One textbook example of this were the events of 2018, when the United States imposed sanctions on the Russian aluminum producer Rusal. The impact of this move against one of the world’s leading aluminum exporters was felt not only on global markets, but it also sent aluminum prices in the US itself tens of percent up, resulting in serious losses for major US aircraft manufacturers and machine builders. As a result, the US Treasury Department backed off and started lifting sanctions from the Russian company. Also in 2018, a number of large-scale joint projects with significant participation of leading Western oil companies were suspended in Russia. US firms were hit the hardest with ExxonMobil suffering significant losses after being forced to cancel contracts with Rosneft in the Kara Sea.

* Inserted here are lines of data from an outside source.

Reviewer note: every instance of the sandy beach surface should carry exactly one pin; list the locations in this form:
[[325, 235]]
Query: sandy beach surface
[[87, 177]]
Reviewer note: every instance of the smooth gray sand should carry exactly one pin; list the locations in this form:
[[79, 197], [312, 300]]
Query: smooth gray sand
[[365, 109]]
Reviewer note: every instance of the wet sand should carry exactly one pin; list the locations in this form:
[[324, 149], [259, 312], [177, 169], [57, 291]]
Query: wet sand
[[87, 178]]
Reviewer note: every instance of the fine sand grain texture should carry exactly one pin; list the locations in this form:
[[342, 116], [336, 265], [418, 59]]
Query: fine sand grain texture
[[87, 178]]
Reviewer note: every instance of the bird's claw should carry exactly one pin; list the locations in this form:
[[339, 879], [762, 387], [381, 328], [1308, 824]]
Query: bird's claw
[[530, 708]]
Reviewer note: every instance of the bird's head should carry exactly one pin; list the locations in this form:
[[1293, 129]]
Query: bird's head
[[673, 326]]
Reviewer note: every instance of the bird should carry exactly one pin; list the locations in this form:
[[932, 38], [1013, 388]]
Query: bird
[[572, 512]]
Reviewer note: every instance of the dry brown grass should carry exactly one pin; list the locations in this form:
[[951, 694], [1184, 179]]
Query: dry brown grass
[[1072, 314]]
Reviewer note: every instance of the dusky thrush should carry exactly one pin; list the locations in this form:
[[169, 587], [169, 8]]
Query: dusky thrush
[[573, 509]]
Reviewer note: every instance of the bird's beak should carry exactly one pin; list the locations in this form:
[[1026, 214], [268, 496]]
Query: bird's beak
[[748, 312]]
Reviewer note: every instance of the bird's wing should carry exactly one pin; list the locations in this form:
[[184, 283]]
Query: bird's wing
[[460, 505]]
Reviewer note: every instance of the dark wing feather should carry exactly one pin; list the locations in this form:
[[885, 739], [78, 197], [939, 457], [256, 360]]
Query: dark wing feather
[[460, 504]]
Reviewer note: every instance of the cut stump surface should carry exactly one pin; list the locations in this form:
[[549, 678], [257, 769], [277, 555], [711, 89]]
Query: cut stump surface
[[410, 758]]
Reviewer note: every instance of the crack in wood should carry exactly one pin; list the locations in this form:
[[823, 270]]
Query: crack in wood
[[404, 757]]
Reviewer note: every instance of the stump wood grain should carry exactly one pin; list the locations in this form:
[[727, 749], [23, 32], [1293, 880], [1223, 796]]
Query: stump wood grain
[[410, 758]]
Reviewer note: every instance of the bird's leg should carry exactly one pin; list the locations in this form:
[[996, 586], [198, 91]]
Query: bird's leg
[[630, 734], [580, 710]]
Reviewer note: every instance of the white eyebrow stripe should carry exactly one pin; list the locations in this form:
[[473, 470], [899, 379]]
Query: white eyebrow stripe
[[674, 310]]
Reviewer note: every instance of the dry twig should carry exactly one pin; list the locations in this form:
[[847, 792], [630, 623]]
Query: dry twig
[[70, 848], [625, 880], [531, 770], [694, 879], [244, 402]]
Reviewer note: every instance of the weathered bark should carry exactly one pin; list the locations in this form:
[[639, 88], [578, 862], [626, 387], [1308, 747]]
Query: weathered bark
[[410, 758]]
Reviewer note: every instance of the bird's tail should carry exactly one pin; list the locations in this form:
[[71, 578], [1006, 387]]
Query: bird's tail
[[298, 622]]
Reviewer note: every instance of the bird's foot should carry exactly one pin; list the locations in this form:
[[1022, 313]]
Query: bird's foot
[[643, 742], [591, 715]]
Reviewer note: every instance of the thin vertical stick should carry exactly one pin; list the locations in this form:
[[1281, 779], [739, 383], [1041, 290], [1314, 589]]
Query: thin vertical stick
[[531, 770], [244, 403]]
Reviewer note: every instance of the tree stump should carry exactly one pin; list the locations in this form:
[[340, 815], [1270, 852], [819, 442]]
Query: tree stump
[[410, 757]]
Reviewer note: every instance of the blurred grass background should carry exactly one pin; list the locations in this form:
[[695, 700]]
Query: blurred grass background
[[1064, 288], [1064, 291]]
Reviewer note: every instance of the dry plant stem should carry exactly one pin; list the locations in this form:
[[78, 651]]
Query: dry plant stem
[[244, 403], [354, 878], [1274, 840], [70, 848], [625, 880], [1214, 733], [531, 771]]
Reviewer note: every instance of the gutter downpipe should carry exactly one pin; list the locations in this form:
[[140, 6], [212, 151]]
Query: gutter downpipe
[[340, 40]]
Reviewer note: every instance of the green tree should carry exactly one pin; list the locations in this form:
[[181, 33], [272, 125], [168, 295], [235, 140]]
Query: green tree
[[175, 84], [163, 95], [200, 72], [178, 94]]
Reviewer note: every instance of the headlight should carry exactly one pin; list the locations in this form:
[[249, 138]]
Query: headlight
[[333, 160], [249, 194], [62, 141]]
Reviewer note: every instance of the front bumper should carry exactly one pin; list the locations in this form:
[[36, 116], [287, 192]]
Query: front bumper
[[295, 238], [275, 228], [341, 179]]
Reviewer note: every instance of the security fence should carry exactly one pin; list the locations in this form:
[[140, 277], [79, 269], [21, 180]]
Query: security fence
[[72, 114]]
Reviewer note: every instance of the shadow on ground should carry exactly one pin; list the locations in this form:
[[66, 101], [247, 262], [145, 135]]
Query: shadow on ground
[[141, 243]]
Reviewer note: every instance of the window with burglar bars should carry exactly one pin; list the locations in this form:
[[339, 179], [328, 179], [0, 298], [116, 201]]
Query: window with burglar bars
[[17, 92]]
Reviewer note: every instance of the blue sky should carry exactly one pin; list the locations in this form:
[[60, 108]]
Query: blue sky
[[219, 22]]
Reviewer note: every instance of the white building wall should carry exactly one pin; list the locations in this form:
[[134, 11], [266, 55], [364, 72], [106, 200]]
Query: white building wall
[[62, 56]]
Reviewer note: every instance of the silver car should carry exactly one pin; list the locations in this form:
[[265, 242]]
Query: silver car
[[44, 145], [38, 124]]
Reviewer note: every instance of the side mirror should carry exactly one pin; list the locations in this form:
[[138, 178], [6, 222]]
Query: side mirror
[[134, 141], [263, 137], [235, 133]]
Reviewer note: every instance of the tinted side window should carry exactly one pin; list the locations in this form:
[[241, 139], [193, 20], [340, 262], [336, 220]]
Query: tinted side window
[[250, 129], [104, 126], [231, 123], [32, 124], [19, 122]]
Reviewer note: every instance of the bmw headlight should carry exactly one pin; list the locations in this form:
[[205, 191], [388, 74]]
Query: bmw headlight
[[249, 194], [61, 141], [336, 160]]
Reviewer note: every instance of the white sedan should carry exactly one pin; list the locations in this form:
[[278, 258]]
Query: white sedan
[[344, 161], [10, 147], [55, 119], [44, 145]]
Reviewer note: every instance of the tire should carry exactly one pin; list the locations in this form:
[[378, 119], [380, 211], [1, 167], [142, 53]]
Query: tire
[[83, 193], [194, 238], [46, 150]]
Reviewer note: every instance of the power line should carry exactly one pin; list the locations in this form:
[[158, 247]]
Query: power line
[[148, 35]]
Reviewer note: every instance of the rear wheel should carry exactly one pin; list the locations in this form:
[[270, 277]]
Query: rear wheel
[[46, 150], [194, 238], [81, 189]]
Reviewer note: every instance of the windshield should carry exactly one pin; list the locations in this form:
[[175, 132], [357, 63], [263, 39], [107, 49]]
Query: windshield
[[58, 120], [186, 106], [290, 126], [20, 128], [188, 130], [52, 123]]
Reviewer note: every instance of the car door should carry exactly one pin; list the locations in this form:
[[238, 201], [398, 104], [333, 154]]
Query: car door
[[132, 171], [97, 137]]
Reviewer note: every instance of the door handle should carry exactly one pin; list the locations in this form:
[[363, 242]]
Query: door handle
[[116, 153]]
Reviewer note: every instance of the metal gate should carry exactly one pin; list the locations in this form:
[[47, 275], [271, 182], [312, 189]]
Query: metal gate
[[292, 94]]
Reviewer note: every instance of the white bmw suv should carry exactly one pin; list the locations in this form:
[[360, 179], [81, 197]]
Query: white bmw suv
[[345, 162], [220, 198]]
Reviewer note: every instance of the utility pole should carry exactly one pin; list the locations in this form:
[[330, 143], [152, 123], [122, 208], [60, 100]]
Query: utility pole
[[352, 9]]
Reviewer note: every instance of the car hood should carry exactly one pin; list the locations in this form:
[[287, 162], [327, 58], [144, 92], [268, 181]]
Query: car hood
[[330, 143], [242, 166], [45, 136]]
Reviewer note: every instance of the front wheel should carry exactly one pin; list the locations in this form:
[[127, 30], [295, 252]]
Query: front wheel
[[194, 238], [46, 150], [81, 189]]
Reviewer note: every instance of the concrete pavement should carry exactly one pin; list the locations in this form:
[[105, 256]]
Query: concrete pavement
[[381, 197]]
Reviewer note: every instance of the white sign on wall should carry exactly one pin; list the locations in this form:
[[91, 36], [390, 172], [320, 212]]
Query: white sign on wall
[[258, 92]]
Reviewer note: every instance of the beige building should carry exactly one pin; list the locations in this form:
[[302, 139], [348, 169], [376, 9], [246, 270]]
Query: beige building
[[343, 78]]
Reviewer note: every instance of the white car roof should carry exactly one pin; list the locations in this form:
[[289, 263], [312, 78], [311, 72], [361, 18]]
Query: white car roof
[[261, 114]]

In December last year, the US Senate Foreign Relations Committee approved the Defending American Security from Kremlin Aggression Act, known by the acronym DASKA. Meanwhile, according to Richard Sawaya, “DASKA’s energy provisions would take collateral damage to new heights.” For example, the bill requires US companies to withdraw from any energy project should a Russian entity hold even a minority stake there. According to Sawaya, “there are nearly 150 estimated energy projects in more than 50 countries that would be affected. These projects employ thousands of people and play an important role in the energy supply chain in global hydrocarbon markets. Any disruption to the operations abroad would have a domino effect and damage many small- to medium-sized US businesses.”
Another provision would “prohibit US companies from engaging in transactions of Russian sovereign debt denominated in rubles, which would effectively stymie any US company operations in Russia.” As a result, nearly 3,000 US companies that operate in joint ventures with Russian firms could be forced to exit or shutter operations to the benefit of their non-US (primarily Chinese) competitors. “More broadly, in the global economy with its complex network of multi-country supply chains, ever increasing US sanctions cause US companies to be regarded as unreliable partners.”
Thus, Washington’s belief that large-scale sanctions will strengthen the US’ position in the world has proved to be all wrong as its desire to “punish” opponents is, directly and indirectly, backfiring on the entire sectors of the US economy. At the same time, America’s opponents are increasingly demonstrating their ability to not only guard against US sanction pressure, but also to inflict significant and lasting damage on the financial, economic and technological positions of the United States itself. Meanwhile, Washington keeps undermining its global sway by further alienating many of its key allies. All this is creating powerful prerequisites for the consolidation against the United States of all states that value their sovereignty – that is, most of the countries of the world.